Mariam Cissé est décrite comme une voix de la jeunesse, active sur les réseaux sociaux, valorisant sa région, ses traditions, mais aussi publiquement favorable aux forces maliennes. 

Cette posture pourrait avoir été perçue comme un affront ou une menace par certains groupes armés. 

Une vidéo qu’elle avait réalisée, montrant la présence d’hommes armés dans la zone, circule comme élément déclencheur possible de sa cible. 

La nouvelle de son exécution a provoqué une vive émotion à Tonka, dans la région de Tombouctou, et au-delà.

Plusieurs organisations ont rendu hommage à sa créativité, à son courage et à son attachement à sa communauté. 

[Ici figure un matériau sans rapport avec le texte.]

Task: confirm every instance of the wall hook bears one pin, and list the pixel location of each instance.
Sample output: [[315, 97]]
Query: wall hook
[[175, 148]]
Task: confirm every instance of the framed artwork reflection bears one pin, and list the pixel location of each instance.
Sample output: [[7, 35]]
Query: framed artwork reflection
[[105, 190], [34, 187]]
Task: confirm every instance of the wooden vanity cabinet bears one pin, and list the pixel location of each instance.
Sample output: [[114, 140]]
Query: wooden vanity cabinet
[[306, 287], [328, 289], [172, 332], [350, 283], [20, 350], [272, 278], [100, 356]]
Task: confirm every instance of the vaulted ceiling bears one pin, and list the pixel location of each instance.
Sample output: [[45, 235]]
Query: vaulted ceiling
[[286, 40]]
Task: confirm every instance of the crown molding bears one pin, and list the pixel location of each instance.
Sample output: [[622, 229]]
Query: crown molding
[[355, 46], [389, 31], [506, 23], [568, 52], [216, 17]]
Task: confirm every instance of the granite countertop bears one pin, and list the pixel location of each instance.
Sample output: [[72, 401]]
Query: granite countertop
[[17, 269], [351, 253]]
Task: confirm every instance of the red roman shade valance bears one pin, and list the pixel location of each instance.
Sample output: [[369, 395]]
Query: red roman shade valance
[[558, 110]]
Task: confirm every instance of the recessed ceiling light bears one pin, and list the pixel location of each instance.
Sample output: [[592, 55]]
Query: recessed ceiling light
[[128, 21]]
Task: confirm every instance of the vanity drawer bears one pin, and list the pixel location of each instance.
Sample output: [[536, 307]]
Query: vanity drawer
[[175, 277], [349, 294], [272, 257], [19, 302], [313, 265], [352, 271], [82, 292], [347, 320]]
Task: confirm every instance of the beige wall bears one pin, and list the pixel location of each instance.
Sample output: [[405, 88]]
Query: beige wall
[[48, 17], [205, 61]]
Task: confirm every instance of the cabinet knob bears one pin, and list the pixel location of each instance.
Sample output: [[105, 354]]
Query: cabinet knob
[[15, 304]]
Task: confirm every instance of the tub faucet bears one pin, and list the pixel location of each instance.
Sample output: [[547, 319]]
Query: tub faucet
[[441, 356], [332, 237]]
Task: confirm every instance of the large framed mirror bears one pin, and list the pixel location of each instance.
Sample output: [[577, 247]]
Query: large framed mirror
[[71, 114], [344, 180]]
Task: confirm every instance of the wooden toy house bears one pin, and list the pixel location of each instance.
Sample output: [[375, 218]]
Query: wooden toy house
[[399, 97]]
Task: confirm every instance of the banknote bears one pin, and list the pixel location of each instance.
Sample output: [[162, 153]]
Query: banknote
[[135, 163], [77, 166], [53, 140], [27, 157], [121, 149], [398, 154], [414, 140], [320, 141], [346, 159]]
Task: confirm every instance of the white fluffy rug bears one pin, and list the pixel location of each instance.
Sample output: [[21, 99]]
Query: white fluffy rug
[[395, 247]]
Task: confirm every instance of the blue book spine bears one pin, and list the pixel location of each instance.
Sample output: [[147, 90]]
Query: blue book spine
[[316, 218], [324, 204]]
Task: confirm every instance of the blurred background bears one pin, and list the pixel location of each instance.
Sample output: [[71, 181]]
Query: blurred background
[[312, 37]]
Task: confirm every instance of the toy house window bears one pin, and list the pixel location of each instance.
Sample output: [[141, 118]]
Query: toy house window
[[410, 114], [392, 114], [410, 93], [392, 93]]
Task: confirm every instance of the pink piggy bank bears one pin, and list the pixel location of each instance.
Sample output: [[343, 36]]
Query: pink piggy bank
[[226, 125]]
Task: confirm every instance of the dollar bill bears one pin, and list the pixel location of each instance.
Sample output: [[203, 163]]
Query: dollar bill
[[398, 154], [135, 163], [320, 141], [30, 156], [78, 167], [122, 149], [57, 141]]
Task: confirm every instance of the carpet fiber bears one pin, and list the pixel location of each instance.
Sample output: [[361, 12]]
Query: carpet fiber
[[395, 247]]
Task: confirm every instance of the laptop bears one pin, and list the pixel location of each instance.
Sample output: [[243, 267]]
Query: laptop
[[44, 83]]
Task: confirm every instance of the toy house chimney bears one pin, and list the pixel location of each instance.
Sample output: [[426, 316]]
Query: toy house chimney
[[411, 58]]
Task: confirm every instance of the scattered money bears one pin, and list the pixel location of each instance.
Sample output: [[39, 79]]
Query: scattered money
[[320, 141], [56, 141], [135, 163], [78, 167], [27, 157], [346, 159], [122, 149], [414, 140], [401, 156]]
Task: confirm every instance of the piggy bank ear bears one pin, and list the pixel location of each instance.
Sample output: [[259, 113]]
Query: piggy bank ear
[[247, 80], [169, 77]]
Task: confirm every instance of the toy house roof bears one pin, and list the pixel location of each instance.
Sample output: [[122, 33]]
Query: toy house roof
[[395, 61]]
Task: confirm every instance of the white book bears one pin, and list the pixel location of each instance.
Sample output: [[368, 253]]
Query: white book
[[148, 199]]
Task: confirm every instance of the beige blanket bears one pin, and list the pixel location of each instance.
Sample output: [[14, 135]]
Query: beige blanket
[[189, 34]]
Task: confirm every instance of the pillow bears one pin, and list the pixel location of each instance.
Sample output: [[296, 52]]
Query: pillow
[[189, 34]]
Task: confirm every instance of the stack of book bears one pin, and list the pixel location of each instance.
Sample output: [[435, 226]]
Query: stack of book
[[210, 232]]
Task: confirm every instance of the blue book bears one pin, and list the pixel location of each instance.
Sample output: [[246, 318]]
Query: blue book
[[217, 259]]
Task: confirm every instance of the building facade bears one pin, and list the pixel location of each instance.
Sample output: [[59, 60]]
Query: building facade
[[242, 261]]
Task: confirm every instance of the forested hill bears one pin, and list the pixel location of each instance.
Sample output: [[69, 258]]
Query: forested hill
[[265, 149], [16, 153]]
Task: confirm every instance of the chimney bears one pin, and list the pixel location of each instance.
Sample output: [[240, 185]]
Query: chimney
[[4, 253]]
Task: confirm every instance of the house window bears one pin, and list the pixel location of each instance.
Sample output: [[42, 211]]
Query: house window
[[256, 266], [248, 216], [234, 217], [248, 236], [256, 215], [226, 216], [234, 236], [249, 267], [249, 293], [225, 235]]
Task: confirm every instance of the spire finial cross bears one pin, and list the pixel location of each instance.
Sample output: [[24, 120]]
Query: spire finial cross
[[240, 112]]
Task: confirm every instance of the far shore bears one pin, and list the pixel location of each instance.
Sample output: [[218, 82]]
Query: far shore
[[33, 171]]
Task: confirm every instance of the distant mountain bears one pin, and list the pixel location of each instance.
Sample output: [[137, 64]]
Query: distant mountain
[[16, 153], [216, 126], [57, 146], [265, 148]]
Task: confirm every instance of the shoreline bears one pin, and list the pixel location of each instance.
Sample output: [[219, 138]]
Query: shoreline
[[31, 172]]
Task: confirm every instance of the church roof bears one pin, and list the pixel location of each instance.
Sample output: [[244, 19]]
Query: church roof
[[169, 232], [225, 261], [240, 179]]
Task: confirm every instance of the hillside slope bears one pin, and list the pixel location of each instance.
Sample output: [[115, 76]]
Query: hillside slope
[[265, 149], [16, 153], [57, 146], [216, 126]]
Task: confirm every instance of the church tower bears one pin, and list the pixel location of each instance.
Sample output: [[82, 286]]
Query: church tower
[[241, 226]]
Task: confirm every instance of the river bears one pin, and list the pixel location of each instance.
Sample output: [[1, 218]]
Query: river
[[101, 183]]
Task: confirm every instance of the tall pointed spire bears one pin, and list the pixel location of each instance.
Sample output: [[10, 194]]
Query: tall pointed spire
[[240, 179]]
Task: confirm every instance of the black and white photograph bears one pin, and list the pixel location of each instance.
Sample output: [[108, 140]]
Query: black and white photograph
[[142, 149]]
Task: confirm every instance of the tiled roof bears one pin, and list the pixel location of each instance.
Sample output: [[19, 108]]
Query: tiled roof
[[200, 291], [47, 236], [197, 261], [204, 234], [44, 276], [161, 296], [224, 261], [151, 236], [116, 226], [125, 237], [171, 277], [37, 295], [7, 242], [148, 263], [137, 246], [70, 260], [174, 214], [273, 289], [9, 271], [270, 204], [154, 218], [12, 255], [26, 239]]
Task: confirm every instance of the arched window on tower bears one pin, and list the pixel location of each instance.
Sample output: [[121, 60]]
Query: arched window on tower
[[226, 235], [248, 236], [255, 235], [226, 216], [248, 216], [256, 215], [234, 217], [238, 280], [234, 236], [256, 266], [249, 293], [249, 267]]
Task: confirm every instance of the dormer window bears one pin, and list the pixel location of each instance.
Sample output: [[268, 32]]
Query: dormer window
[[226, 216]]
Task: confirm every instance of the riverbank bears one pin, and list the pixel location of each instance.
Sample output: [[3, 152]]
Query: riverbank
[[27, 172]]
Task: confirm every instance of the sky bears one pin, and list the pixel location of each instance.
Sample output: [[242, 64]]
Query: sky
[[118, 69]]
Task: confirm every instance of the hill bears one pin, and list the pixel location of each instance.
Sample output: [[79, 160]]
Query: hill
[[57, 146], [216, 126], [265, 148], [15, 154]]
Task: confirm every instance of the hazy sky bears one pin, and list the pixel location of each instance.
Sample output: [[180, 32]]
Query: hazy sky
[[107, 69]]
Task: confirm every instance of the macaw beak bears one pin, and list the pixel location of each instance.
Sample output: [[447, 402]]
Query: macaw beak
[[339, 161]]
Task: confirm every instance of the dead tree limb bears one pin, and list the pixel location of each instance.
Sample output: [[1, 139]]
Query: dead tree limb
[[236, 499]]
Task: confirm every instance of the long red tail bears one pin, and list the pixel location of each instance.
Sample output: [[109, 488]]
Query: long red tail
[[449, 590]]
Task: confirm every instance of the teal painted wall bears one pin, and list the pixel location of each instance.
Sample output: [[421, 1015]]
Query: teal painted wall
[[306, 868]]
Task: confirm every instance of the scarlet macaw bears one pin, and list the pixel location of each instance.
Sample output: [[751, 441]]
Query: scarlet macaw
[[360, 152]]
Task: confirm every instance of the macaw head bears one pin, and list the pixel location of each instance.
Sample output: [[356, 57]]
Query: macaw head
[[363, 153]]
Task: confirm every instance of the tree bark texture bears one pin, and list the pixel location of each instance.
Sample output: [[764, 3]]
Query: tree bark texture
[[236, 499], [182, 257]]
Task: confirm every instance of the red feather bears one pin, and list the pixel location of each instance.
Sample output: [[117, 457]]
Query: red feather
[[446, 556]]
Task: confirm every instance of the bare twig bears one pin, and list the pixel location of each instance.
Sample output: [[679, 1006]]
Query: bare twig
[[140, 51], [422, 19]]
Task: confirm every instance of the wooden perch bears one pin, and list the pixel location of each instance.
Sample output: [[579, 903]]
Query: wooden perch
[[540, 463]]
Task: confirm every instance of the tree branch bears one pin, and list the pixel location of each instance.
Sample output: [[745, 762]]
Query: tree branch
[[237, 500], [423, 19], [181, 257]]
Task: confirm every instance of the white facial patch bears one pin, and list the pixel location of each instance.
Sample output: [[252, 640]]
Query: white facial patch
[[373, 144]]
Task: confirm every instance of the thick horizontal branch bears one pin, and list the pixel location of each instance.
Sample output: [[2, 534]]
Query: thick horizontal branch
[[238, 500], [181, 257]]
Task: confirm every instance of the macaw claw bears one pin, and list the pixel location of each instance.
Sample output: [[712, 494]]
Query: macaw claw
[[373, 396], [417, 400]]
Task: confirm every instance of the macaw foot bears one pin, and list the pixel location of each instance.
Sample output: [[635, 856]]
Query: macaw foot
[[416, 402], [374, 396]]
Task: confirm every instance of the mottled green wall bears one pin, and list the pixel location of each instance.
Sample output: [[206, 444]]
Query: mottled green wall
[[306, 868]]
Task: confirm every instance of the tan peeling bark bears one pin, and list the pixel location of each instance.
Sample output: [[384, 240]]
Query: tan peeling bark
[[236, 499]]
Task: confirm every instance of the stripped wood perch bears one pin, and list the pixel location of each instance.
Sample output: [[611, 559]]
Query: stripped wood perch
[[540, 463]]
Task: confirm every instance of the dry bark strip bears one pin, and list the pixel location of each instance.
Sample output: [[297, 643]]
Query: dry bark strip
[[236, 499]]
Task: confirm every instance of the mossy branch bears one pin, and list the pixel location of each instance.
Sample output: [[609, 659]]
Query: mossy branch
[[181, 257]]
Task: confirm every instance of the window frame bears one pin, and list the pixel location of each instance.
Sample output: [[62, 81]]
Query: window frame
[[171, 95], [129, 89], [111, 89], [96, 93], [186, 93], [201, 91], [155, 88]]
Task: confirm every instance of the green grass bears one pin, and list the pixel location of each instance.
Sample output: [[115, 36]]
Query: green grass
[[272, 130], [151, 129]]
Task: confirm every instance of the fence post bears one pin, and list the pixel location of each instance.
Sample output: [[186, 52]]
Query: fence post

Cet événement funeste  relance un débat aigu sur la sécurité des citoyens, en particulier des femmes, dans les zones rurales du nord du Mali, où l’autorité de l’État est contestée et la violence armée fréquemment dirigée contre des civils. 


IMMORTALISER MARIAM...

Faut-il immortaliser Mariam Cissé fusillée par des terroristes pour ses convictions? Sans ambages, entre hommage, action humanitaire et engagement politique, il faut l'immortaliser.

En effet, tombée sous les balles de la barbarie pour avoir défendu ses convictions, son meurtre devient un appel universel à la conscience et à l’action.

Face à la montée du terrorisme et de l’intolérance dans plusieurs régions du monde, il faut immortaliser Mariam afin que sa mémoire ne s’efface dans le silence ou la peur.

L’histoire récente a montré que certaines figures jeunes et innocentes, tombées pour leurs idéaux, deviennent des repères moraux et inspirations collectives.

On peut citer le cas de Malala Yousafzai, survivante d’une attaque talibane en Afghanistan pour avoir réclamé l’éducation des filles.


...ACTIONS POSSIBLES

Mariam fusillée a dit « NON » à l’extrémisme. Elle incarne la force du refus et de la dignité humaine. 

Comme première action à poser, l'Etat malien peut créer un mémorial, une fondation, une bourse scolaire ou un centre éducatif portant son nom.

Mieux, l'exécutif malien peut mettre son histoire dans les manuels scolaires pour inspirer les générations futures.

Au Mali, on peut organiser chaque année un concours ou un prix en son nom, récompensant le courage civique.

Les médias et l’art (films, documentaires, théâtre) peuvent être des vecteurs pour raconter son combat et redonner voix à sa cause.

Mieux, au-delà du gouvernement malien, le concert des Nations peut valoriser Mariam par des actions humanitaires afin de transformer la douleur en espoir.

En effet, immortaliser ne se limite pas à la mémoire ; c’est aussi poursuivre le combat interrompu, car la cause défendue par Mariam doit devenir une mission collective.

Créer un Fonds humanitaire soutenant les filles et les jeunes menacés pour leurs idées serait une initiative louable. 

Les partenariats avec des ONG œuvrant pour la paix, l’éducation et la défense des droits humains peuvent également immortaliser Mariam.

L’engagement politique est indispensable pour que ce sacrifice de Mariam ne reste pas symbolique.

Les États, les institutions régionales et les Nations Unies peuvent instituer une journée de commémoration dédiée à toutes les victimes de la violence terroriste.

Donner le nom de la jeune fille à une école, une place publique ou un programme national en faveur de la jeunesse et de la paix.

Immortaliser une héroïne, c’est aussi donner aux autres jeunes, le pouvoir de continuer ce qu’elle a commencé.

L’objectif est que son nom devienne synonyme d’action, et non seulement de souvenir.